Flying the flag for Animate
The new RSA Animate is up. It is Iain McGilchrist talking about the divided brain, the subject of his masterwork ‘The Master and his Emissary’. My bet is that it will have had a million views in just a few weeks so you can be real trend setter and be among the first 10,000. You will immediately want your friends to watch it too so you can discuss it with them.
The other good news is the very welcome signs that Animate is going to get some of the mainstream media attention it deserves. I don’t want to annoy either of the very nice journalists I have spoken to by pre-empting their pieces so of all the things I said to them I want to pick on just one.
The number changes so fast it is hard to keep up, but the latest estimate of the number of RSA lectures that have been viewed on line is fifty million worldwide. The number covers all our on-line lectures but Animate provides the lion’s share.
The RSA as a British based platform for ideas is becoming a global brand. But to my mind the Britishness extends beyond the Great Room in London and Folkestone, the studio location of Cognitive Media’s Andrew Park, the genius behind the animations (and an RSA Fellow). One of the special qualities of Animate is the combination of big ideas and great visual concepts with demotic humour; partly satirical but also sometimes as quirky and irreverent as a saucy seaside postcard.
For example, watch the McGilchrist and in the midst of profound concepts about the brain and culture there is visual reference to Eric Morcombe and Ernie Wise. Or try the visual joke involving a dog at 5.15 minutes into the David Harvey Animate, or how about the subversion of the elephant rider as cognition metaphor 3.24 into the 21st Century Enlightenment Animate. On the last of these you have be quite observant to read the elephant’s speech bubble; a reminder that Animates are worth watching several times to grab all the content.
So Animate is a great innovation success story, a great RSA success story and, at the risk of sounding jingoistic, a great British success story.
The contradictions of capitalism
It’s lazy, I know, to make my readers do the work but here are three things you should be read and watched together:
Robert Peston on the revival of financial trading, in currencies and various forms of derivatives. Once again, he suggests, a small number of people are getting very rich by pursuing activities which are of dubious value to the wider ‘real’ economy.

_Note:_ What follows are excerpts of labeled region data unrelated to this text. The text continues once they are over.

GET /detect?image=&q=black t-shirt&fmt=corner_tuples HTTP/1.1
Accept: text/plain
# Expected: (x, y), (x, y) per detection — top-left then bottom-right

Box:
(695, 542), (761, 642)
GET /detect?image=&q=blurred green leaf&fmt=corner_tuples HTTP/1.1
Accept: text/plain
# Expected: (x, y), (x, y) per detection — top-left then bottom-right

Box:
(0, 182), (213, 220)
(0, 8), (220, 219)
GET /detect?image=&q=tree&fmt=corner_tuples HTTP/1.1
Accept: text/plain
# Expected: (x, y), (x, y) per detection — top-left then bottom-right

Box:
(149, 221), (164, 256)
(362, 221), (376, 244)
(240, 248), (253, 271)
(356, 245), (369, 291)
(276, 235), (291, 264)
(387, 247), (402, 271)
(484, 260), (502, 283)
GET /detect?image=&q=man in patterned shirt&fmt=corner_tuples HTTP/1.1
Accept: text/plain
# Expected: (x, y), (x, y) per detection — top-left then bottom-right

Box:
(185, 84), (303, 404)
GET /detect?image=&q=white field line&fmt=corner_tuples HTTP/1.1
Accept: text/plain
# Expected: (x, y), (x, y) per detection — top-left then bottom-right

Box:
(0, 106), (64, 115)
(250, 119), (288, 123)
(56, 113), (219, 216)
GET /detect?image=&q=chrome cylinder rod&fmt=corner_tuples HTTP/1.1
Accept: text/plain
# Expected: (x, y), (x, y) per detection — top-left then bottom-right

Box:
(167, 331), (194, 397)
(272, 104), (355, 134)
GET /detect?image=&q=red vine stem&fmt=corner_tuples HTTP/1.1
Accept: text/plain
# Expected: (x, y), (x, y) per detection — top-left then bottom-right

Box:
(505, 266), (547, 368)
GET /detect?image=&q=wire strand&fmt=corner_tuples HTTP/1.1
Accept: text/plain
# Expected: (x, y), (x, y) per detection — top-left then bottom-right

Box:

LSE Director Howard Davies on the failure of attempts at international reform of banking and financial trading.
David Harvey’s RSA Animate, arguing that the growing power of finance in capitalism is not an accident or a coincidence, nor is it simply a reflection of human frailty, it is an inevitable development of capitalism.
Two years ago there was much talk of regulating financial transactions and rebalancing the economy towards manufacturing. There is very little of that talk now. Arguably for good reasons, the Coalition Government is sceptical of the role of Government in supporting industry, and anyway there’s no money.
So, in a very short space of time, after the most dangerous and far reaching crises in the history of global capitalism, this country and others, like America, are going back. Back to being highly dependent on a finance sector many of whose instruments are good at making some people rich, but which mortgage the future and carry major risks of contagion, and which seem to have little or no effect on the wider economy or the livelihoods of those outside finance (apart perhaps from people who sell fine wines and yachts).
For an economic layman like me, it is difficult to avoid the conclusion that capitalism has become dominated by finance because its underlying logic dictates so. I am sure there is a way of achieving a more balanced and fair economy without abolishing capitalism but at the moment it doesn’t look like anyone knows what it is. Fortunately, my ignorance may be dispelled this evening with our fascinating event this evening with the development economics expert, Ha-Joon Chang, chaired by Larry Elliott.